1. Job growth has slowed sharply over the past quarter
Today’s data first demonstrated that the weakness in last month’s report was not a fluke. Indeed, the estimate for employment growth in July was revised down a further 25,000 to just 89,000 jobs added. Taken with the revision for June, total job growth over the past two months was 86,000 lower than previously estimated. Over the past three months, we have seen a substantial slowdown in job growth compared to even just the beginning of 2024: in January, the three-month moving average of employment growth was 243,000 – now that average sits at just 116,000. For reference, the US economy averaged 190,000 jobs added per month pre-pandemic (over 2015 to 2019).
2. The labor market weakening is broad-based, with many industries losing jobs
Second, over the past several months, labor market weakness has spread to more industries and the signs of growth are increasingly restricted to a small number of sectors. In August, just two industries, Health Care and Construction accounted for more than half (80,000) of the 142,000 net increase in jobs. Moreover, for the first time since the onset of the pandemic, more industries have shed jobs over the past three months than have increased employment (from the BLS Employment Diffusion Index).

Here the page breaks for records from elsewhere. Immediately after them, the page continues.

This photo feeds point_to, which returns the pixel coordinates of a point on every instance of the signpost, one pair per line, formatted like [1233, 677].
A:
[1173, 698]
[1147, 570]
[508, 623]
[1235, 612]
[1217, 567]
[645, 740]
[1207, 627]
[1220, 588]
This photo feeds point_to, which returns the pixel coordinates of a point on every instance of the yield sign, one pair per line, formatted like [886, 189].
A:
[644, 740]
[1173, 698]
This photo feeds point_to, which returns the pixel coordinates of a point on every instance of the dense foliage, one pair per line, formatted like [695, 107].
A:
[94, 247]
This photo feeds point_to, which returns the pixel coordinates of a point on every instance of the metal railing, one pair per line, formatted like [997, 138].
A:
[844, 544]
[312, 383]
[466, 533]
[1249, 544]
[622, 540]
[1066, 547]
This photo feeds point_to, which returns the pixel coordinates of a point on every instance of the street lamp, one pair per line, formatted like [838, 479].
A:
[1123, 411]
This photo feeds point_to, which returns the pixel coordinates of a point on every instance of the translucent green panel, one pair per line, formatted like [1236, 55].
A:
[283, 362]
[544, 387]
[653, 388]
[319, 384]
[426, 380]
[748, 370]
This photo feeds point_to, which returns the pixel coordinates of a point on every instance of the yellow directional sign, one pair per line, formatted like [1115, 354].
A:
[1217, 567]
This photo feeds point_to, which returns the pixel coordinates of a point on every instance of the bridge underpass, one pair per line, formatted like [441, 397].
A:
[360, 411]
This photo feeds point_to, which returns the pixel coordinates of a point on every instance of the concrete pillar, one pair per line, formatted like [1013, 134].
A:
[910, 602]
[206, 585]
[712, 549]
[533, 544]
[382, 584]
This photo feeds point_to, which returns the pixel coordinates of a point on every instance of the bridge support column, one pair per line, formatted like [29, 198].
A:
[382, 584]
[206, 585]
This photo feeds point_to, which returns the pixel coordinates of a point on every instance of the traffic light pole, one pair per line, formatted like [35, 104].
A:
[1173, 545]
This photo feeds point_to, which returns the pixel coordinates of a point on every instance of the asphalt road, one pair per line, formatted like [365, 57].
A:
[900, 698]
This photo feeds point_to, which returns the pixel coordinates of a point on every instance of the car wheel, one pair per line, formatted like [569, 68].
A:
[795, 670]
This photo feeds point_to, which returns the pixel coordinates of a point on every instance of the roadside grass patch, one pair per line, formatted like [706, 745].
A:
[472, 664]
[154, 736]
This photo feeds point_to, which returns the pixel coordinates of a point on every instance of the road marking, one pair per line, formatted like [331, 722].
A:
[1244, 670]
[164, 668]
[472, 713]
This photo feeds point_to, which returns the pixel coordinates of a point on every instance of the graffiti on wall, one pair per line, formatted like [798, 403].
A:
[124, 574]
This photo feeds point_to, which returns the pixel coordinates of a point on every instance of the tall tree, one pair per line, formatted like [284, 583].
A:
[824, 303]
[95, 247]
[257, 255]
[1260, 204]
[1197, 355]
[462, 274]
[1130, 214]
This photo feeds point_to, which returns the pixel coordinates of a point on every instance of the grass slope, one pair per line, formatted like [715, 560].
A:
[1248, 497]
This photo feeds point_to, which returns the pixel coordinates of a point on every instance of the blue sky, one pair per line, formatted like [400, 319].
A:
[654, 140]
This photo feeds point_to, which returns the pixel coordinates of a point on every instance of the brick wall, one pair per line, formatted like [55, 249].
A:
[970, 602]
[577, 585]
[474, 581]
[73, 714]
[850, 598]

3. Job losers are having a more difficult time finding jobs
One bright spot in today’s report was that the unemployment rate ticked down from 4.3% to 4.2%, but this drop was almost entirely because the idiosyncratic factor driving last month’s uptick (a weather-related increase in workers on temporary layoff) fell back to normal levels. More importantly, over the past three months an increasing number of people are moving into the ranks of the unemployed when they enter the labor force (rather than immediately finding a job) and when they permanently lose their job (rather than finding new work). The US has avoided a more severe slowdown in large part because, when workers have lost their job, they have had a relatively easy time finding new work – but that has become increasingly difficult in recent months.
What it Means
The slowdown in the top-line job growth numbers, the broad-based weakening across most sectors, and the flow of workers from job loss into unemployment are all signs that the job market is significantly weaker than even just a few months ago – and is skirting the line between normalization and deterioration. All eyes will now be on whether the Federal Reserve lowers interest rates by 25 or 50 basis points later this month. What happens at the September meeting is much less important than where interest rates ultimately end up over the longer-term, but the underlying weakness in today’s report boosts the case for an aggressive start to the Fed’s rate-cutting cycle.